David and his team advocated that parents be employed by child welfare agencies. Subsequently 100% of the parents involved were hired to work in agencies. Parents are paid across the 3 levels of child welfare:

  1. Conference/case level – a parent advocate attends. In 2018 ten thousand conferences were attended by a parent advocate.
  2. Parents employed to work as coaches/guides/mentors to assist the reunification of children with their families.
  3. Policy level – the Parent Advisory Group meets with the Commissioner.

“The main lessons from our experience were that to dramatically improve the child welfare system you needed parents themselves, with powerful and committed allies, to become a countervailing force to the entrenched power of the bureaucracy and care agencies. Parents organising as a collective force pressurised the system to change so they were able to secure the support they needed and access to good legal representation when their children were about to be removed,” stated David. He also noted that some key people played a significant role in shaping policy in the government.

David recognised that the work undertaken was not without its challenges. In 2009 the donor decided she wanted to focus attention on the important work of improving the connection between mothers and their children as well as their mental health and wellbeing. With this change of direction in attributed funds several parent organisations collapsed. Issues such as an adversarial parent leader and several child deaths also led to further slippage within the system. In spite of these factors, the number of children and young people in the statutory system remained low.

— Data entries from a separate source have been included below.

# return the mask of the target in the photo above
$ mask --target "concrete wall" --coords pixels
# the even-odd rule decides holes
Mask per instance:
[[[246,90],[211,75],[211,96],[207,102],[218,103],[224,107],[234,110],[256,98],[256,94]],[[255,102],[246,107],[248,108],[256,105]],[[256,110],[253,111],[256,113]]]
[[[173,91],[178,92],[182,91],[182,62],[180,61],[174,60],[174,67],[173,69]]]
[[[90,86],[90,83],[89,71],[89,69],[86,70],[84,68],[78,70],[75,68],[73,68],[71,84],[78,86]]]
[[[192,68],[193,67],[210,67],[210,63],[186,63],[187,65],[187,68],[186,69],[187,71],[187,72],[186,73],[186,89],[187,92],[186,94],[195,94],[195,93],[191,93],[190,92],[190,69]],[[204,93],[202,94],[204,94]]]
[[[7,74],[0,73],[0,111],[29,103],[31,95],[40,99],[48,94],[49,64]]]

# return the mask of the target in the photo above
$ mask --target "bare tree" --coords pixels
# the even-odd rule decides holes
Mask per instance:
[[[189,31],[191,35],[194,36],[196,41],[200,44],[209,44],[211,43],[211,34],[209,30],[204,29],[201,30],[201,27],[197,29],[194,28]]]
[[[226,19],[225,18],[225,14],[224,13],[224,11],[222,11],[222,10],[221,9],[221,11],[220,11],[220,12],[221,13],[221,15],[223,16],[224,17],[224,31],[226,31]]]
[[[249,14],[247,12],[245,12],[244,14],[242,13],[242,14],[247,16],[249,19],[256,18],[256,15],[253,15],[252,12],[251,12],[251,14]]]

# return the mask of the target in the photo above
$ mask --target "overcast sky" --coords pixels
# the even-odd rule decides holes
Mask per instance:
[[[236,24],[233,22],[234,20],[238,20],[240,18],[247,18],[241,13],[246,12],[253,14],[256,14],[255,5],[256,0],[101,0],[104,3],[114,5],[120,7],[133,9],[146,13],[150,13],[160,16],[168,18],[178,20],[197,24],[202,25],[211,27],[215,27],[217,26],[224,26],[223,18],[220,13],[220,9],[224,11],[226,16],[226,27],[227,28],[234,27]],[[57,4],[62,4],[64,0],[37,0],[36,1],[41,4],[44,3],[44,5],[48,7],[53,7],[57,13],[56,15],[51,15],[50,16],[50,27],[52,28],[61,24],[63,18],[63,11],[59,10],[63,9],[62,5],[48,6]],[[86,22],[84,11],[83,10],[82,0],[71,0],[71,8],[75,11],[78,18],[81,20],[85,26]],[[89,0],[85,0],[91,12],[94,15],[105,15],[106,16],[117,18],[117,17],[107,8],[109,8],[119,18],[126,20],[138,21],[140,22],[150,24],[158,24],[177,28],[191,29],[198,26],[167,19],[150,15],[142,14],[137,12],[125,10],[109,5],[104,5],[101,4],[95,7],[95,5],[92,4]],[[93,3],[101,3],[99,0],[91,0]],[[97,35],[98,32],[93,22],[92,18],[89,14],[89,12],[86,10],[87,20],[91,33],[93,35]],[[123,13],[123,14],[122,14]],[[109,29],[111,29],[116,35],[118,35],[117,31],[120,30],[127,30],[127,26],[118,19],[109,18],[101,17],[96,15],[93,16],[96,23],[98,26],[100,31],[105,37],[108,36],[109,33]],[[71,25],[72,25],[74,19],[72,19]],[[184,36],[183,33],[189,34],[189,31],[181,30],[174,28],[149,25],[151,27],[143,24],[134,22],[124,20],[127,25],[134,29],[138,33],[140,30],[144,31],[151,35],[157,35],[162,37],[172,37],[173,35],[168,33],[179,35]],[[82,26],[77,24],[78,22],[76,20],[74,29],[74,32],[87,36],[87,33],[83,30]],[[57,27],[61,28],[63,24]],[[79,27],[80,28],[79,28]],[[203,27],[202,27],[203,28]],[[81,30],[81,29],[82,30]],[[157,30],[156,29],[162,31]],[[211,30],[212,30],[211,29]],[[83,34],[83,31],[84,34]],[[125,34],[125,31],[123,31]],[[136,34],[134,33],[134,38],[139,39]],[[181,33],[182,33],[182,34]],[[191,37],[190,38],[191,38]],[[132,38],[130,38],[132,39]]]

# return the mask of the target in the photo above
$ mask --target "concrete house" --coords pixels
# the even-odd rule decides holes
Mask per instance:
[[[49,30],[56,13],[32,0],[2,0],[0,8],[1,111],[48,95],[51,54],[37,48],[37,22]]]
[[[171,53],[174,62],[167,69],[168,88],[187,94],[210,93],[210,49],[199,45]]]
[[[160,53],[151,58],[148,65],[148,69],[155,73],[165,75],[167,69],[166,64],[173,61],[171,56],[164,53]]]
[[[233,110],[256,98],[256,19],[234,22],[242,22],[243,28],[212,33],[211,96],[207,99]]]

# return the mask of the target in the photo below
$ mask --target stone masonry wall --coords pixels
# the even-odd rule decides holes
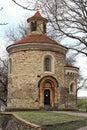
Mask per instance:
[[[43,71],[43,57],[54,59],[53,72]],[[51,51],[20,51],[10,55],[11,74],[8,80],[8,108],[39,109],[38,82],[50,75],[57,79],[60,90],[64,86],[65,56]],[[58,90],[58,98],[60,91]],[[60,99],[58,99],[60,100]]]

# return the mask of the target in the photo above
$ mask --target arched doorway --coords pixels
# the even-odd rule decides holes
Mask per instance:
[[[44,90],[44,105],[50,105],[50,90]]]
[[[58,107],[58,82],[52,76],[43,77],[39,81],[39,103],[40,107],[49,105]]]

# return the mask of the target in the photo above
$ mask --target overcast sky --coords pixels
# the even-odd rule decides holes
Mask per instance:
[[[24,18],[24,14],[32,14],[32,12],[26,11],[21,7],[17,6],[11,0],[0,0],[0,6],[3,7],[3,10],[0,12],[0,23],[8,23],[7,25],[0,25],[0,56],[6,56],[6,46],[9,44],[6,42],[5,31],[12,26],[16,26],[20,20]],[[26,17],[26,19],[28,16]],[[66,40],[65,42],[71,42]],[[64,41],[63,41],[64,43]],[[77,67],[80,67],[84,77],[87,77],[87,58],[80,57],[78,58]],[[79,95],[86,96],[87,91],[79,91]]]

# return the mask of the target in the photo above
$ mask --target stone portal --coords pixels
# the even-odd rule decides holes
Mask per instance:
[[[58,83],[52,76],[43,77],[39,82],[40,107],[58,108]]]

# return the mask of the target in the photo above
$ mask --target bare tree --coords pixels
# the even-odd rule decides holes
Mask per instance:
[[[27,24],[26,22],[20,22],[17,27],[8,28],[5,32],[5,36],[8,41],[17,41],[27,35]]]
[[[75,40],[68,48],[74,50],[74,56],[79,53],[87,56],[87,0],[33,0],[34,6],[30,6],[30,0],[22,0],[22,3],[20,0],[12,1],[30,11],[35,10],[35,2],[40,2],[41,10],[49,21],[48,35],[57,41],[66,37]],[[72,64],[72,57],[68,57],[68,63]],[[86,79],[80,75],[78,88],[82,88],[85,83]]]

An 82% decline in the number of young people in care in New York is an extraordinary statistic. How did this child protection system achieve such significant change? David asserts that the key factor is that parents were involved in pushing the system to change. “Working with allies and commissioners pushed by parents. Progressive commissioners and advocate parents working together to make a difference. There are many, many ways to bring about change,” said David, “But you absolutely need an external force pushing.” He ended his presentation with Margaret Mead’s quote:

Following his presentation, David offered further wisdom in conversation with forum participants:

“The juvenile justice system is fed by the family care system.”

“Removal doesn’t increase the safety of children.”

When asked about the time of reunification needed before adoption, David noted that additional support is needed during this time: “Our system moved towards adoption too quickly. Have a look at the Rise Magazine for more information on reunifications.” He further stated: “Finland doesn’t allow adoption without parental consent. It would be great to see that everywhere. Concurrent planning with adoption and reunification also concerns me. Starting an adoption process (at the same time as a reunification) undermines reunification.”

In responding to a question of how to keep ‘clean’ processes in a child protection system that operates business agencies fearful of funding loss and currently funded for children ‘in care’ with a strong incentive to keeps kids in care, David responded by saying: “Government had the power to choose the best agencies after a comprehensive and lengthy assessment process and various avenues for corrective action. The number of care agencies went from 75 to 30. Those performing poorly were closed down. This took longer than I thought it should have but these are powerful institutions. The rate of abuse in foster care is twice that of the abuse in general population – that helped us close organisations.”

“There is no evidence of increase in harm when children go home more quickly.”

Another consideration was offered during the conversation by Ros Thorpe, Family Inclusion Network, Townsville: “We need to change the language and remove the term intervention in favour of support.” She noted that intervention implies an imposing process rather than one of support that denotes working alongside another.

David Tobis is the author of From Pariahs to Partners: How Parents and Their Allies Changed New York City’s Child Welfare System, published by Oxford Press in 2013.